CO-OP intervention improved white matter organization of the right inferior fronto-occipital fasciculus, right anterior thalamic radiation, and bilateral sensorimotor tracts. These regions are involved in various forms of attention-and self-regulation. The inferior fronto-occipital fasciculus guides sustained attention and other executive control functions (Leng et al., 2016). It is the only tract with a rightward asymmetry in our result, which is consistent with the right asymmetry for sustained attention (Pardo et al., 1991). Brown-Lum (2017) reported reduced FA in the right inferior fronto-occipital fasciculus in children with DCD. The white matter organization of the right inferior fronto-occipital fasciculus and the right anterior thalamic radiation are also associated with delayed discounting—the ability to tolerate delays while waiting for future rewards (Olson et al., 2009). Delayed discounting is a critical aspect of motivated behavior and self-regulatory skills, which are known to mediate the CO-OP intervention effects in children with DCD (Jokić et al., 2013).
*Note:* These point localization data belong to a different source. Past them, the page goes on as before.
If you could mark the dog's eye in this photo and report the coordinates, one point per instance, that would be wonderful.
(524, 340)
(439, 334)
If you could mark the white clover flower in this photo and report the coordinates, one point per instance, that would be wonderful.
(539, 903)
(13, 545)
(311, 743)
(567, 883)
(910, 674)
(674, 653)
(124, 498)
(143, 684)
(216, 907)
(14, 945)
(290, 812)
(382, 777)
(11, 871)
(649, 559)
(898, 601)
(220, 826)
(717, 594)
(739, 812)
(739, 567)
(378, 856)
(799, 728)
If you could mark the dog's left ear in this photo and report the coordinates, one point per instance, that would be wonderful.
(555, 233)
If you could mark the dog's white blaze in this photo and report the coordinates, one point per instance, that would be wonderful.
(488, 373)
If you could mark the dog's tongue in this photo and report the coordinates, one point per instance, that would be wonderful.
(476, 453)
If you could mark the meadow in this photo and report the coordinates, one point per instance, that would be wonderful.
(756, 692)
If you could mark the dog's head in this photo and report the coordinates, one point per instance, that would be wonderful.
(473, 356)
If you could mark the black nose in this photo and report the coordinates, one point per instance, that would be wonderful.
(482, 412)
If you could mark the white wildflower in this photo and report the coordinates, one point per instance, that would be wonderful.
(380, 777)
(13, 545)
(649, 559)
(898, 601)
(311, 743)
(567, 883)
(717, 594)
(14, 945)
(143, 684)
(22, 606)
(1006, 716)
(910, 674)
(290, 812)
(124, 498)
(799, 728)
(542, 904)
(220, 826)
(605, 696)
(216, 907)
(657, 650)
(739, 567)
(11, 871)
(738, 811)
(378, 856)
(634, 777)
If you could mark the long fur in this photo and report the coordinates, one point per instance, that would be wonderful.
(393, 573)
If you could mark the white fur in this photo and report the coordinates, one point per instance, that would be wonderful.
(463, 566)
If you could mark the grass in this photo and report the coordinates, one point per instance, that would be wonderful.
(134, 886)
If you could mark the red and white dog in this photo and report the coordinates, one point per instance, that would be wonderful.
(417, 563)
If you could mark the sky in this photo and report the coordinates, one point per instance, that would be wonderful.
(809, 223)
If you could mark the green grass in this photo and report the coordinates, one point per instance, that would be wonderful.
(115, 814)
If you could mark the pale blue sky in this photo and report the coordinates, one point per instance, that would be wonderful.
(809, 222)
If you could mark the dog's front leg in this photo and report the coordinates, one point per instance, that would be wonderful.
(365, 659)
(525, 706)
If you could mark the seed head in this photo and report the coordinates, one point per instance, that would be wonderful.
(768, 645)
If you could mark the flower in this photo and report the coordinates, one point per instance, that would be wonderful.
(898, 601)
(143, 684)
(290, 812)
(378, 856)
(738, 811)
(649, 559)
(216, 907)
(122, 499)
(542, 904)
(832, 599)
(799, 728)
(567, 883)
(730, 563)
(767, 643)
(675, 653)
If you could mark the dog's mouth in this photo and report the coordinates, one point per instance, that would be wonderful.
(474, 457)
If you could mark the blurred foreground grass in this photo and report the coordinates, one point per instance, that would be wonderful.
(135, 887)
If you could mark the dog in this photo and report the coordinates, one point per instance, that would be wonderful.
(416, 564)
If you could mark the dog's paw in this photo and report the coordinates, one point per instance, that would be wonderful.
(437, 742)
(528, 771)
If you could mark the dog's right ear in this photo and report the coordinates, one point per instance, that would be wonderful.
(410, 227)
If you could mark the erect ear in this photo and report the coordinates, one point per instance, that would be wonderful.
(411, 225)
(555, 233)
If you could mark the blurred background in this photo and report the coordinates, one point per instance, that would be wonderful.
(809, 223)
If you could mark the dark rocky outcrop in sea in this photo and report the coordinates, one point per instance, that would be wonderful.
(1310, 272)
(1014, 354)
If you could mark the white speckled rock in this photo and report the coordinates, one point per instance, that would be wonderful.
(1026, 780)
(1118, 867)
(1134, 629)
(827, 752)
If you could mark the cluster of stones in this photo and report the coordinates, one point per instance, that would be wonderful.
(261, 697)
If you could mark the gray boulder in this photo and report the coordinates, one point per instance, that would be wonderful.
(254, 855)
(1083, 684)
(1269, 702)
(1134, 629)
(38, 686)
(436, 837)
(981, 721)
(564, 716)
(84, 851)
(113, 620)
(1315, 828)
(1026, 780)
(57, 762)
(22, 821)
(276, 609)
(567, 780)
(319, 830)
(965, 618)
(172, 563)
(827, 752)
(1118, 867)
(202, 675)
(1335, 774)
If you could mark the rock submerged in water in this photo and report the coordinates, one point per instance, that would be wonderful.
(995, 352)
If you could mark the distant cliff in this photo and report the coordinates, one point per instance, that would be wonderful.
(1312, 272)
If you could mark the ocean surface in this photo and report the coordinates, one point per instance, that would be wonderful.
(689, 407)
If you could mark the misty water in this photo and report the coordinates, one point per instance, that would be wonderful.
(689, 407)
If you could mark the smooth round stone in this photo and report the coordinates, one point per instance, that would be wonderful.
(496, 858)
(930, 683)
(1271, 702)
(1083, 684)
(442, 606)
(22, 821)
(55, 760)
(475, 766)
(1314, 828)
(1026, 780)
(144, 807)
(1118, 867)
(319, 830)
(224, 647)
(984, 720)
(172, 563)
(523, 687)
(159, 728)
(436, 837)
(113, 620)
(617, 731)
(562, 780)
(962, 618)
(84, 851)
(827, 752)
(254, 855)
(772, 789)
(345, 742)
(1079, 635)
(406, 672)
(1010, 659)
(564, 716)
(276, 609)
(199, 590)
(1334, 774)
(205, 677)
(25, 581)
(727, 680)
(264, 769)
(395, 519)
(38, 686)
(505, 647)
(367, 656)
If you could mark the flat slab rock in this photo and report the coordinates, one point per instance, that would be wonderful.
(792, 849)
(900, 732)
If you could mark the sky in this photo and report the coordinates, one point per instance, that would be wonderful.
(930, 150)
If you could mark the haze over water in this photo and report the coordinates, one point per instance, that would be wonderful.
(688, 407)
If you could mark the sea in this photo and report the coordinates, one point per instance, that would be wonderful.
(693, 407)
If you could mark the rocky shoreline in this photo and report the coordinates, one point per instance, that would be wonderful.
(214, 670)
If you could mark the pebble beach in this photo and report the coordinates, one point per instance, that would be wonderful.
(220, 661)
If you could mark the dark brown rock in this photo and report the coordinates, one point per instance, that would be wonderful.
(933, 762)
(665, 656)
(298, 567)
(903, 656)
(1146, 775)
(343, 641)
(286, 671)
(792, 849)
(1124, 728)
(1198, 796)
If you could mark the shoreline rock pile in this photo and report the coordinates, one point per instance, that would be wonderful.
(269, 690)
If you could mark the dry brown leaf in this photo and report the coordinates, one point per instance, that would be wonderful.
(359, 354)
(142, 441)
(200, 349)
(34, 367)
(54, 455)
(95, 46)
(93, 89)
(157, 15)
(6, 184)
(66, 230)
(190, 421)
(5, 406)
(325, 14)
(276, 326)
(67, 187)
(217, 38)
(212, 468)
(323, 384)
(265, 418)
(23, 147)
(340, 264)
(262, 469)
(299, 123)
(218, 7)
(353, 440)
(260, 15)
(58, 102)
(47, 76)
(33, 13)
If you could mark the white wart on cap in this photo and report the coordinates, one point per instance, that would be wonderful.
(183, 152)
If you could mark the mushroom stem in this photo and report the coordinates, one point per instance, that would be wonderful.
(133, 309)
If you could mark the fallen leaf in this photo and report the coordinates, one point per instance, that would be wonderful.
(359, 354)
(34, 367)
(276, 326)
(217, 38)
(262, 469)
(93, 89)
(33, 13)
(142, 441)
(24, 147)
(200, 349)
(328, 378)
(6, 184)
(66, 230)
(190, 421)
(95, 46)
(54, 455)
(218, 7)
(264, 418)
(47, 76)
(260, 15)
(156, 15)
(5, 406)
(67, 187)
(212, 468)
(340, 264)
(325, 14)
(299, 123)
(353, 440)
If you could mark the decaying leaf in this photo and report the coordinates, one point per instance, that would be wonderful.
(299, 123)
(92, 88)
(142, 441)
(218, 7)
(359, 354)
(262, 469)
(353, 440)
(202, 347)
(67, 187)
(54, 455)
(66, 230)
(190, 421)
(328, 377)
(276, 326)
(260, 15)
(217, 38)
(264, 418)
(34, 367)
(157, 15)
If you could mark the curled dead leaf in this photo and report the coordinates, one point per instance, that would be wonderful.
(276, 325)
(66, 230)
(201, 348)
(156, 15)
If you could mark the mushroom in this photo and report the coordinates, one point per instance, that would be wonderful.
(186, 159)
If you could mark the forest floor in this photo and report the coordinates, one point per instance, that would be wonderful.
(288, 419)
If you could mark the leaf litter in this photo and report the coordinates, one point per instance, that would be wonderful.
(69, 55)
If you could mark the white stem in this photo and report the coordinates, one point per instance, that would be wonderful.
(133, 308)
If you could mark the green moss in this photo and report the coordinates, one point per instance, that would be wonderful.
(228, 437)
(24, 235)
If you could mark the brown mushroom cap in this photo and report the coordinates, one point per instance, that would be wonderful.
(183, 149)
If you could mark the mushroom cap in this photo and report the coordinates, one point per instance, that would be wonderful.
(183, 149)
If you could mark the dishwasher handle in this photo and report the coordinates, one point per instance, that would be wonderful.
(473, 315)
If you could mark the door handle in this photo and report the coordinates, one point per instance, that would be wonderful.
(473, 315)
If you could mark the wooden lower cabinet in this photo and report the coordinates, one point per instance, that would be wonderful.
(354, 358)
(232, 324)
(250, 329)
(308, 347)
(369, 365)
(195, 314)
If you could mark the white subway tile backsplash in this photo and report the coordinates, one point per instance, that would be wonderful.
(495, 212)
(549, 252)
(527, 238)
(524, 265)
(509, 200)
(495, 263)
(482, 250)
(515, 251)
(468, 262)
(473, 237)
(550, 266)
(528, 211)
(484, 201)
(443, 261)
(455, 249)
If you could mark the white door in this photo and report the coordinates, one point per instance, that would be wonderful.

The bilateral sensorimotor tracts immediately beneath the superior corona radiata transfer motor information from the primary motor cortex (M1) and supplementary motor area (SMA) through the corticospinal tract (Klöppel et al., 2008; Vergani et al., 2014). High FA in the superior corona radiata is also associated with improved focused and sustained attention (Stave et al., 2017) and has previously been reported in a different analysis of CO-OP-induced structural changes (Izadi-Najafabadi et al., 2020). The current analysis provides further evidence of the potential role of the CO-OP in attention regulation and motor execution.
Emotion Regulation
We found improved microstructure in regions involved in emotion regulation including the anterior thalamic radiation, SMA white matter, and inferior frontal gyrus white matter. Emotion regulation is a process of modifying emotion to increase or decrease emotional experience before, during, and after the motor performance (Beatty and Janelle, 2020). Accordingly, we suggest that the CO-OP intervention might help to regulate emotions required before, during, and after motor learning; the child-chosen nature of motor goals in CO-OP might increase emotional motivation prior to the motor performance, which is known to be the action starter (Beatty and Janelle, 2020). To achieve motor goals, CO-OP enables children to use strategies that distract them from negative emotions (e.g., frustration or embarrassment of their inability to perform a task) during motor skill acquisition. For example, when children use the domain-specific strategy of “attention to doing” during CO-OP, they focus more on their action rather than their feeling. Lastly, when children achieve their motor goals, they experience satisfaction; all these together enhance the likelihood of success in future motor performance and helps with emotion regulation (Beatty and Janelle, 2020). Moreover, similar to a key feature of CO-OP (Missiuna et al., 2001), emotions could be regulated when guided by a significant adult (e.g., therapist or parents; Williams et al., 2020).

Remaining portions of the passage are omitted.